Growing up, I was never really into basketball. I was terrible at playing it, my city doesn’t have a team (Pittsburgh has everything else, but no basketball!), and the only college in Pittsburgh that could have been good (Pitt) wasn’t.
That all changed when I went to college and saw the hype over March Madness every year!
Many of my new friends came from tried and true college towns, such as Columbus, Lexington, or Charlotte, whose teams consistently made it into the tournament. I thought it was crazy that they treated their college teams like Pittsburgh does with the Steelers – and if you’re from Pittsburgh, you know exactly what I mean! The thought of basketball being so huge was foreign to me, but after watching the games and getting caught up in all of the excitement, I am now hooked.
It became even more exciting last year when Pitt was a #1 seed! In addition to being a Pitt fan, my BFF got me rooting for Kentucky – the #1 overall seed this year and an amazing team. We attended a game last month at Rupp Arena and it was UNREAL. Seriously. If you have never been to a college basketball game at a large school with a good team, I highly suggest you go. The players ran into the arena with fireworks shooting overhead – in an indoor arena! Crazy.

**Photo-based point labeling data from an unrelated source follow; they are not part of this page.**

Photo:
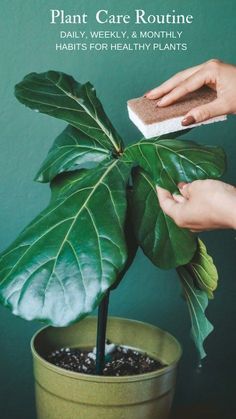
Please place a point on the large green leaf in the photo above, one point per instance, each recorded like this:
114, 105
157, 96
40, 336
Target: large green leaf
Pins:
197, 303
202, 270
166, 163
71, 150
61, 265
59, 95
166, 245
169, 162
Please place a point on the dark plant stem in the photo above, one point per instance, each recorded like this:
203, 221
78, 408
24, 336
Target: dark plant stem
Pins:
101, 334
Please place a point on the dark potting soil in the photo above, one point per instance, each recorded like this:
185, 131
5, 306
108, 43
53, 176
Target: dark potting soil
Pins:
122, 361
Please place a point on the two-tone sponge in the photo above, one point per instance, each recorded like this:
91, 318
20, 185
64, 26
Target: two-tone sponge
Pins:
154, 121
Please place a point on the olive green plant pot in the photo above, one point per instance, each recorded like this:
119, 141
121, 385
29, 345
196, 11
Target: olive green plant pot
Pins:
62, 394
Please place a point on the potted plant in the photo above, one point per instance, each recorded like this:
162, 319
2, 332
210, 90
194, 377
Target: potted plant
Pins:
69, 259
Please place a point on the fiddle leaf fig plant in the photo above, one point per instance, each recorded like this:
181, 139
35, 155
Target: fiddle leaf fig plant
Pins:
103, 207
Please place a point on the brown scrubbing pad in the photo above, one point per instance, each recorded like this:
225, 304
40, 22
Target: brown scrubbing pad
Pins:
154, 121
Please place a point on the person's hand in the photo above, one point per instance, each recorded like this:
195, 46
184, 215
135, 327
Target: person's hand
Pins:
201, 205
215, 74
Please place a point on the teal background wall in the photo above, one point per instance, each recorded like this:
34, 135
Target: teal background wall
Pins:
146, 293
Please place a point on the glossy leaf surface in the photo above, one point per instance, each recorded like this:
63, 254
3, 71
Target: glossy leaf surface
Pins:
169, 162
71, 150
63, 262
59, 95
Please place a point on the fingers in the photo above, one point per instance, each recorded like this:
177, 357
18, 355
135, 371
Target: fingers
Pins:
205, 112
192, 83
167, 203
170, 84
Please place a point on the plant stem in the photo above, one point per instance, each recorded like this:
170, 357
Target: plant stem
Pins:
101, 334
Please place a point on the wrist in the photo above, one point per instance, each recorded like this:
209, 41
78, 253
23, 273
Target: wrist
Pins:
231, 217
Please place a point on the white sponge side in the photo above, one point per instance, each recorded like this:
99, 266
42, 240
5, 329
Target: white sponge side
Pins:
165, 127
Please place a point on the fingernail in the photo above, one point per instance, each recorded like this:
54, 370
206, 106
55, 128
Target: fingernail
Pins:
189, 120
159, 103
145, 94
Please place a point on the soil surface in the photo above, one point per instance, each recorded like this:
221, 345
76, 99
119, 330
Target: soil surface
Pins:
122, 361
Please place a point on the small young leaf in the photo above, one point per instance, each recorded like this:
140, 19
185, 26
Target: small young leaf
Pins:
166, 163
197, 303
165, 244
203, 270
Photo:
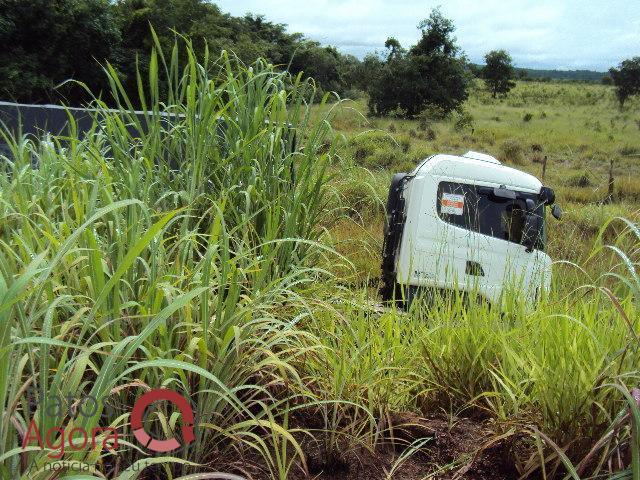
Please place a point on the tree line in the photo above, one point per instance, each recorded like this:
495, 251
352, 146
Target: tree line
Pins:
47, 42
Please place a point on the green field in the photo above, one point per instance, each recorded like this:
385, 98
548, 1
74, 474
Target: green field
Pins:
247, 282
578, 127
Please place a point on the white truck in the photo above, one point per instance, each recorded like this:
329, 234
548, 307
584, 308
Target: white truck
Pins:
466, 223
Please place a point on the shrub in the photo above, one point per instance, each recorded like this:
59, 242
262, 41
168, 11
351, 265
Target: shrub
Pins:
512, 151
629, 150
536, 147
580, 180
405, 143
365, 144
462, 120
430, 134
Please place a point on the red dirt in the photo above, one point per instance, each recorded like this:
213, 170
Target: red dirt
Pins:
466, 449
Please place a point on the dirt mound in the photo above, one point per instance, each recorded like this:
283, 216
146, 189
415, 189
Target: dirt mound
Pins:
418, 448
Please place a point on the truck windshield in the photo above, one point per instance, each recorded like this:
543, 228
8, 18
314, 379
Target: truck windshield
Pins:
477, 209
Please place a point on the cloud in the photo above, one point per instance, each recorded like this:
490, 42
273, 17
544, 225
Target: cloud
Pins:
537, 33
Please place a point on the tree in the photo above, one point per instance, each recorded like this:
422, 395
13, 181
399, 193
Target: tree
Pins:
430, 73
498, 72
49, 41
626, 78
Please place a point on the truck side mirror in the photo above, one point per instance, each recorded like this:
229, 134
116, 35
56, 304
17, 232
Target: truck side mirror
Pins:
530, 231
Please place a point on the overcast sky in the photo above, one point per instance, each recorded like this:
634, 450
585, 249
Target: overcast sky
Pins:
568, 34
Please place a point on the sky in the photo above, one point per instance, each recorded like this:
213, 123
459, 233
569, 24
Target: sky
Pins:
566, 35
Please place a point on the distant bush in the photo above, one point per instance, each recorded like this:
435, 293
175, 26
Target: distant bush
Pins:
512, 151
580, 180
462, 120
377, 150
405, 143
536, 147
432, 113
430, 134
629, 150
628, 189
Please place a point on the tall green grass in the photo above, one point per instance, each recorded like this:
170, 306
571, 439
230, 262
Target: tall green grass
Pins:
165, 252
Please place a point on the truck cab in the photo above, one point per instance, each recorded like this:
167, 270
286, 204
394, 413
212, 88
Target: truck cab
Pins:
466, 223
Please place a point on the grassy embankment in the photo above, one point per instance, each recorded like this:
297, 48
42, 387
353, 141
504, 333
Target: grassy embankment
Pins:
119, 275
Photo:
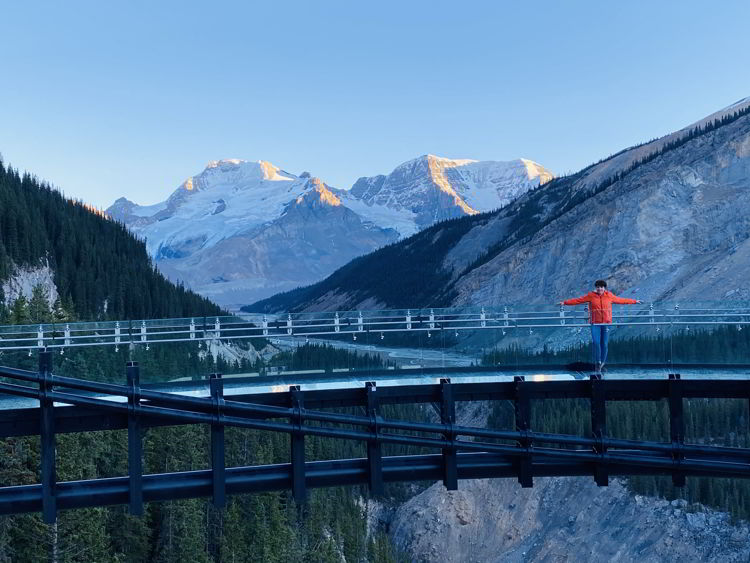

Anyways, all that being said, I am now a huge college basketball fan and love this time of year, so I really wanted to do something fun with March Madness in my classroom. During the month of March, our whole school studies one country – this year we’re learning about China – so rather than each individual teacher planning her own unit, we each teach a lesson to the whole school. This leaves many afternoons open for other activities. I was excited to do some March Madness activities because it would tie in math, geography, reading, writing, and research skills!
To start our our March Madness unit, I explained what March Madness was and how seeding worked. Each student was given a bracket to fill out in order to predict who would win each game, all the way to the championship. They also predicted a score for the championship game, just in case of a tie 🙂 We mounted their brackets on construction paper and hung them up in the room. Every day after games are played, I update their bracket by either crossing out the team if they guessed incorrectly or drawing a star if it was correct. Each round is also worth 32 points – for example, in the first round when there were a possible of 32 predictions, each game guessed correctly was worth 1 point. In the second round with only 16 possible predictions, each game was worth 2 points. The third round games were worth 4 points, and so on, each time totaling 32. I write their totals on the board so that they can keep track of who is in the lead. I also include their totals for each round on a chart that is posted above our brackets.
Whew – sorry that was a long paragraph! Here is one of my student’s brackets right now:
Here are all 14 brackets:
After we filled out our brackets, each student was given a list of all 64 teams in the tournament, their wins-losses for the season, and a blank. They paired up with a friend to calculate the winning percentages of each team. We then looked at which teams had the highest and the lowest. They were allowed to make changes to their bracket based on this information – and several of them wanted to 🙂
Here’s my copy (it’s a mess b/c we wrote lots of other stuff on it too!):
Once all of the students had done this, we next discussed what state each team comes from. They wrote the state name or abbreviation next to the team on their percentages page. Next they determine how many teams were from each state. We found out that the state with the most teams in the tourney (5) was North Carolina! (One thing I emphasized was the fact that the teams in the tournament are not the states’ only teams! They seemed to think that because Hawaii has no teams in the tournament, it means they have no teams at all…so we talked about how these are the best of the best!)
Each student received a map of the U.S. while I had a larger one hung on the board. We then filled in each state with a different color based on how many teams that state has in the tournament. For example, NC has 5 teams so we colored it orange; KY, OH, NY, and CA each have 4 teams so we colored them purple; etc, creating a key in the corner of the map.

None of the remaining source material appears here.